Примечания переводчика к главе 15:

*Draper, John William (1811-1882) – американский химик, физик, фотограф (в 1840 сделал фотографию Луны), историк, писатель, автор нашумевшей книги «История конфликта религии и науки».
**Czajkowski, Antony (1816-1873) – польский поэт-романтик.
***Wierzbowski, Teodor (1853-1923) – польский историк, библиограф, издатель, преподаватель Варшавского университета, автор используемого в качестве учебника для средних школ сборника польских текстов с комментариями на русском языке.
****грамматические термины (по порядку написания): подлежащее, сказуемое, определения, существительное, местоимение, именительный падеж, дополнение, дательный падеж, причастия возвратные и невозвратные.
*****тайные студенческие общества, в которых состоял до своего ареста Адам Мицкевич (1798-1855), видный польский поэт эпохи романтизма. Целью обществ было самообразование, стремление к прекрасному, взаимопомощь, развитие писательских способностей.

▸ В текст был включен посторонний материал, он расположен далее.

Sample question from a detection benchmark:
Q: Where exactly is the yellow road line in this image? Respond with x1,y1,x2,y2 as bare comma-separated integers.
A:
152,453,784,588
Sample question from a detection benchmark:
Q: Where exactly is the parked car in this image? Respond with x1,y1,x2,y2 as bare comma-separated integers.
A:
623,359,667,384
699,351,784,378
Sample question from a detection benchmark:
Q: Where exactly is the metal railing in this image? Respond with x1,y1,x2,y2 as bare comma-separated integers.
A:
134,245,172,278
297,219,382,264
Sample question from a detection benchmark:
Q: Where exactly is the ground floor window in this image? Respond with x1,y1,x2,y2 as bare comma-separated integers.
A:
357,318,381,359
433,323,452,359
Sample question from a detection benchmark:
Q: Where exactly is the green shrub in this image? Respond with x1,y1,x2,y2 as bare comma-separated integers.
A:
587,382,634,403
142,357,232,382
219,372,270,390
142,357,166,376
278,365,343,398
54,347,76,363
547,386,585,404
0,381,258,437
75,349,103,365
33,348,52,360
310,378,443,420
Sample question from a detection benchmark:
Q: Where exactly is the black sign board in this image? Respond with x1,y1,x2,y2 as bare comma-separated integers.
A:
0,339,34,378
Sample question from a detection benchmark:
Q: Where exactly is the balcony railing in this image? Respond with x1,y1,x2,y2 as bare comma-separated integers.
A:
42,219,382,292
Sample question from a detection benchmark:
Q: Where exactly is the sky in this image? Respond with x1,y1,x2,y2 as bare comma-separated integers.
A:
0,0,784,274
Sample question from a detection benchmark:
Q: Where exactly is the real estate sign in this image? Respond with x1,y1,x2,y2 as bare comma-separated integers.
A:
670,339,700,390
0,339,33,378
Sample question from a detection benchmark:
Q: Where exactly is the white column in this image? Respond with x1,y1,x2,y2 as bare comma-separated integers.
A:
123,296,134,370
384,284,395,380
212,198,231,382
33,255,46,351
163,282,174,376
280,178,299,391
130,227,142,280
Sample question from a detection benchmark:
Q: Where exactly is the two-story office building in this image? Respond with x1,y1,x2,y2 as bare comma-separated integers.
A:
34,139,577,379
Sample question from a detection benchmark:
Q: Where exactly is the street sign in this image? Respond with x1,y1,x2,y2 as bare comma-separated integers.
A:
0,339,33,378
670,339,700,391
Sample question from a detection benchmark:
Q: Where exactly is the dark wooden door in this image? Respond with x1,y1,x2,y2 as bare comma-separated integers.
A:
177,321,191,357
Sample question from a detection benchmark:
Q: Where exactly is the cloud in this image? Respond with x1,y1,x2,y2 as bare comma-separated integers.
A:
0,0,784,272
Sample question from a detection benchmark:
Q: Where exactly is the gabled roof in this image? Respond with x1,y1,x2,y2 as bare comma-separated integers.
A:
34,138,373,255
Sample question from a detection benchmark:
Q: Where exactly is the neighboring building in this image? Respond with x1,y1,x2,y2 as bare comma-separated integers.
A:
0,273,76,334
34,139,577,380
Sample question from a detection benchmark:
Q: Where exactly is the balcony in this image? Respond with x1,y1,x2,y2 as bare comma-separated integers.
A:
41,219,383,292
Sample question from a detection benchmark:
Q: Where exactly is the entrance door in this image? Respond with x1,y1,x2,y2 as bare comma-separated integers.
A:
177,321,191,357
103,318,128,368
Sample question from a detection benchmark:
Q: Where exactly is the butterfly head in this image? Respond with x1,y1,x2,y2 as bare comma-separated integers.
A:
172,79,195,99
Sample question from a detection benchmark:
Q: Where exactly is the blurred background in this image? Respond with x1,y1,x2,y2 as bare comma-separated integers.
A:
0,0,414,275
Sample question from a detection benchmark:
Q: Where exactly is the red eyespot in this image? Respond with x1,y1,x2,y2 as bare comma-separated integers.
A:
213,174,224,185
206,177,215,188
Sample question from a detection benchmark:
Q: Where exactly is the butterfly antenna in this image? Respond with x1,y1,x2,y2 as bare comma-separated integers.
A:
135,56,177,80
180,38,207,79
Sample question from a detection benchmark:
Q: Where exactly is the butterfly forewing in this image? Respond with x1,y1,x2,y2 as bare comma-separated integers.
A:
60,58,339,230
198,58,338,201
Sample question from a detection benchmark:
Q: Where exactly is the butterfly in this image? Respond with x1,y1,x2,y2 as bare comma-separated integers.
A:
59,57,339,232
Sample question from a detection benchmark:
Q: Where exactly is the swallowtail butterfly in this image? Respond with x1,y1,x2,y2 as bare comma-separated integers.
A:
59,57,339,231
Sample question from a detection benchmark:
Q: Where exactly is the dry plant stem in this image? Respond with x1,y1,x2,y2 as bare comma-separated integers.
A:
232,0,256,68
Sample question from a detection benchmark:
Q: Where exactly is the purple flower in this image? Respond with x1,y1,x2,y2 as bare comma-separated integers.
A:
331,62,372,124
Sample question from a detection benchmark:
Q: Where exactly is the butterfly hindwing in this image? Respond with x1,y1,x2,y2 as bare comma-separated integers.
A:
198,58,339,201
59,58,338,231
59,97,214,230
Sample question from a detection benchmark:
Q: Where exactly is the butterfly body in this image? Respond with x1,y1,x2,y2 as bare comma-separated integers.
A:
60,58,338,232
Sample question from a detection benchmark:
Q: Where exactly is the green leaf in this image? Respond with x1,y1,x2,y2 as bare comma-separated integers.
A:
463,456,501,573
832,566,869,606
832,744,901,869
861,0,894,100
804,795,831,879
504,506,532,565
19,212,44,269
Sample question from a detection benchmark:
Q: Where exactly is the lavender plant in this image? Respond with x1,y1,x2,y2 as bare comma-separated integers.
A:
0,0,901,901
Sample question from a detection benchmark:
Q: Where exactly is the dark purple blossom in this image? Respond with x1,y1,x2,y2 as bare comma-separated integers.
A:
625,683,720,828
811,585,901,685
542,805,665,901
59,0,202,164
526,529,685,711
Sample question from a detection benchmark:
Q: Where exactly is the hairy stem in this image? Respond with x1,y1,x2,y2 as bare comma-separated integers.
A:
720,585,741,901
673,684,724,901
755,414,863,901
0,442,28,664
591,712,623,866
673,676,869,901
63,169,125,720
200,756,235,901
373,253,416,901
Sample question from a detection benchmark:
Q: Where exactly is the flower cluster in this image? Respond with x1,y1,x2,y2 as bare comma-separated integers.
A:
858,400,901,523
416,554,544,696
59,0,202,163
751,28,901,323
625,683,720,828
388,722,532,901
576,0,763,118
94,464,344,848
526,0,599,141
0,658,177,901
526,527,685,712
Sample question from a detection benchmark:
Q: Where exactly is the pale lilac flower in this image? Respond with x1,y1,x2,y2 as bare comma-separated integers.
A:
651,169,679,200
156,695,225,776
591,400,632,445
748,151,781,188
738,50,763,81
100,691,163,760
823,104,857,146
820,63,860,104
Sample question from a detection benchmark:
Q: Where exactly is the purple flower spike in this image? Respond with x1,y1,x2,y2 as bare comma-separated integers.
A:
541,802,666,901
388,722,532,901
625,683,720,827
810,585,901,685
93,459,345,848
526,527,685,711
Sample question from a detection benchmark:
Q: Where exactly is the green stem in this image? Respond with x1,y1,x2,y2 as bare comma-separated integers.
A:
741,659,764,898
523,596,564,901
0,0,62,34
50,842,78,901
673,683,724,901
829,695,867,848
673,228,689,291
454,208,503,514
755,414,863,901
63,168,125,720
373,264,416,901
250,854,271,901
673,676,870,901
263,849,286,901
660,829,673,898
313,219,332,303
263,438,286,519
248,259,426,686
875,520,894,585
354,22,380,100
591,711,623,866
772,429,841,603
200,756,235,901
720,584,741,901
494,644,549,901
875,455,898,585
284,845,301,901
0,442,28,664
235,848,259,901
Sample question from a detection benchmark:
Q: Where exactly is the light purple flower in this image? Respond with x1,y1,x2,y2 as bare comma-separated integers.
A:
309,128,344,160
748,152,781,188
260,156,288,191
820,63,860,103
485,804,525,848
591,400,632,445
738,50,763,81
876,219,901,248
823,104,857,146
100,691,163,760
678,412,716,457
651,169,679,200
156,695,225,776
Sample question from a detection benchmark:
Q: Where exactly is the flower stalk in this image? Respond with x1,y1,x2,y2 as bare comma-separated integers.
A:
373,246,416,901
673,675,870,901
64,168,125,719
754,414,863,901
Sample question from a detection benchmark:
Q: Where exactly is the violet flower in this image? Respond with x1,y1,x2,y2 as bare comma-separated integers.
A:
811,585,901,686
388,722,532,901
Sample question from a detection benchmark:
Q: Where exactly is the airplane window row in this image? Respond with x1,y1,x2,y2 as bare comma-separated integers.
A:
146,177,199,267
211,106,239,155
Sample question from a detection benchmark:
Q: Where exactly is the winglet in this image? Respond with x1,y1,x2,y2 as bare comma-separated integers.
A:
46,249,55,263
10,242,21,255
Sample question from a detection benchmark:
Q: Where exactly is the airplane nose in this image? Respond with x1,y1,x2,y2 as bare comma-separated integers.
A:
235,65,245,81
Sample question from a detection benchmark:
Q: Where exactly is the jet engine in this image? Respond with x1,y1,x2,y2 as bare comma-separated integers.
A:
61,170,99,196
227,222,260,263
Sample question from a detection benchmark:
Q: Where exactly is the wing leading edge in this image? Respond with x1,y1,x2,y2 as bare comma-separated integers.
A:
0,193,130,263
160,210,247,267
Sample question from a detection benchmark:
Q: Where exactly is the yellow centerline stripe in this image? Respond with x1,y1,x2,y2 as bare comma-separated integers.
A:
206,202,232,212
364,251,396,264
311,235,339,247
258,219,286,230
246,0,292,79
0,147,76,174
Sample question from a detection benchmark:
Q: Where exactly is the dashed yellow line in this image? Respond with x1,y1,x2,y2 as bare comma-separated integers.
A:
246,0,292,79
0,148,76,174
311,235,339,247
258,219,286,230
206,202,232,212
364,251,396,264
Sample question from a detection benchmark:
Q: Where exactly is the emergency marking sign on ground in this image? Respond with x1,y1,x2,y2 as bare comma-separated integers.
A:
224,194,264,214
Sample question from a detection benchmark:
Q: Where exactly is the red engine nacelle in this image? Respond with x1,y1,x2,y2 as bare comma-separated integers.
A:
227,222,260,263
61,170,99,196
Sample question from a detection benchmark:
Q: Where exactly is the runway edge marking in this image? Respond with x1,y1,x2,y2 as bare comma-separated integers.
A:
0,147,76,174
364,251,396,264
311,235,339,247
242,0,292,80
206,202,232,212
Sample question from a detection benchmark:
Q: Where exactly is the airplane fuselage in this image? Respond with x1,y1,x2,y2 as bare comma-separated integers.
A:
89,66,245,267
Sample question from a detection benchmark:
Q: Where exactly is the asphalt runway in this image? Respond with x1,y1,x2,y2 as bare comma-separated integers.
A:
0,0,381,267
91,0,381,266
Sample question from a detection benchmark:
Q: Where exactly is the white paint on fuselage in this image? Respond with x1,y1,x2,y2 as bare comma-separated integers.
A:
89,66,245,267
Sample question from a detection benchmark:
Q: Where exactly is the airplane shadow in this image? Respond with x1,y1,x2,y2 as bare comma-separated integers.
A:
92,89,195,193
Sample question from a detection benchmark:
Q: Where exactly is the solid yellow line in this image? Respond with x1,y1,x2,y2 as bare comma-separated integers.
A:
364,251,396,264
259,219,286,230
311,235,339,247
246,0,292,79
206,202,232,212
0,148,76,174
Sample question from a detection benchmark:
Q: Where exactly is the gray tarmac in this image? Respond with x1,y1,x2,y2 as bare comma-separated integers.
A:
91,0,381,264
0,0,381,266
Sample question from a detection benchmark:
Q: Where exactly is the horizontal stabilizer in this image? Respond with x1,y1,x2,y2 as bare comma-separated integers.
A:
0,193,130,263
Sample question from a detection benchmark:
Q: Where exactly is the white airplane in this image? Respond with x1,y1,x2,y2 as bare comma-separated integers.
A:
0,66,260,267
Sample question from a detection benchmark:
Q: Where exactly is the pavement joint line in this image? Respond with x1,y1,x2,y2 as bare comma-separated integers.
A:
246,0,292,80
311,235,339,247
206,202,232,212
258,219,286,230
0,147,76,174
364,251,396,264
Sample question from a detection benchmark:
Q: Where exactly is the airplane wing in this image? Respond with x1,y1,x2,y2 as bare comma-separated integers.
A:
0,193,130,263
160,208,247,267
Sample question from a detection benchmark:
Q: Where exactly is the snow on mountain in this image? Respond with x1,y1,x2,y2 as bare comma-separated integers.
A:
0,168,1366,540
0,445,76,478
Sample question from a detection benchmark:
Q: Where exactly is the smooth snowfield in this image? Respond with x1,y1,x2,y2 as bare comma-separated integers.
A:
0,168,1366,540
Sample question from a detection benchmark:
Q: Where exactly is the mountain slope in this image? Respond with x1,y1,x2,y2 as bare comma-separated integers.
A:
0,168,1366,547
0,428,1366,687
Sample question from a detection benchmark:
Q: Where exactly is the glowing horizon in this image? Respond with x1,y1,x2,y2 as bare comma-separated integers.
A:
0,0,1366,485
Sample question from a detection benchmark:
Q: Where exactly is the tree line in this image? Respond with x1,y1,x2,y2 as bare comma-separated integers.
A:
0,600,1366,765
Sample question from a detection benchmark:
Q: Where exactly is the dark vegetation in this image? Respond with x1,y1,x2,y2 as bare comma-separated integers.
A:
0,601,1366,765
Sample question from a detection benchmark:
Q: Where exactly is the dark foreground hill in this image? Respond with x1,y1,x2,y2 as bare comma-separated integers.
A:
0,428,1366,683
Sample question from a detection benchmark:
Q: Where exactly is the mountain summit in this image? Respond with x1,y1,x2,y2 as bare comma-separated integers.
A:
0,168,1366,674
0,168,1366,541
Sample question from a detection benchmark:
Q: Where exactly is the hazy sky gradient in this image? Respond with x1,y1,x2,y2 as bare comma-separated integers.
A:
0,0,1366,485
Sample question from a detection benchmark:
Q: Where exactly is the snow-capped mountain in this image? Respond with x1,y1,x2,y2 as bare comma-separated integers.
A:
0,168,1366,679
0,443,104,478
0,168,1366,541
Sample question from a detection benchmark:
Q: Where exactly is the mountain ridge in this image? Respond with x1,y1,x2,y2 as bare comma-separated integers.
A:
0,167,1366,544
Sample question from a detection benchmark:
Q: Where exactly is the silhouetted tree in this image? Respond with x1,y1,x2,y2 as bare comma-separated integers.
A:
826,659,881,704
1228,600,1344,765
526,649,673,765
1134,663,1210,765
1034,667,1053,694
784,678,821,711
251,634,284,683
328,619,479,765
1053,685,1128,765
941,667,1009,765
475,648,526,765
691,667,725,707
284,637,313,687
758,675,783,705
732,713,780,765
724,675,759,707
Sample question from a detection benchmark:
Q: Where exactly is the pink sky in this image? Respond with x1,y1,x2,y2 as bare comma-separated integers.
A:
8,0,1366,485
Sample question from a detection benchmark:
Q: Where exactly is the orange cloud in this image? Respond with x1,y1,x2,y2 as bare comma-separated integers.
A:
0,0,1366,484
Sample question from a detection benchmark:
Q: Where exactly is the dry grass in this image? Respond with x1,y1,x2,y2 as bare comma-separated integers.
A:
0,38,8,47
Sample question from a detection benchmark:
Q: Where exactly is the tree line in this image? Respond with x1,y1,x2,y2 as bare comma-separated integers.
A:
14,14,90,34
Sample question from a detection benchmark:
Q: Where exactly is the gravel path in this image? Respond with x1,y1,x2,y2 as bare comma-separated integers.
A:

*****29 ноября 1830 года группа вооружённых заговорщиков, включая учащихся офицерской школы, напала на Бельведерский дворец, в котором находился великий князь Константин, главнокомандующий польской армии, наместник российского царя в Польше. Это послужило сигналом к началу восстания.
******начало стихотворения «Редут Ордона», посвящённому обороне Варшавы от наступающей российской армии.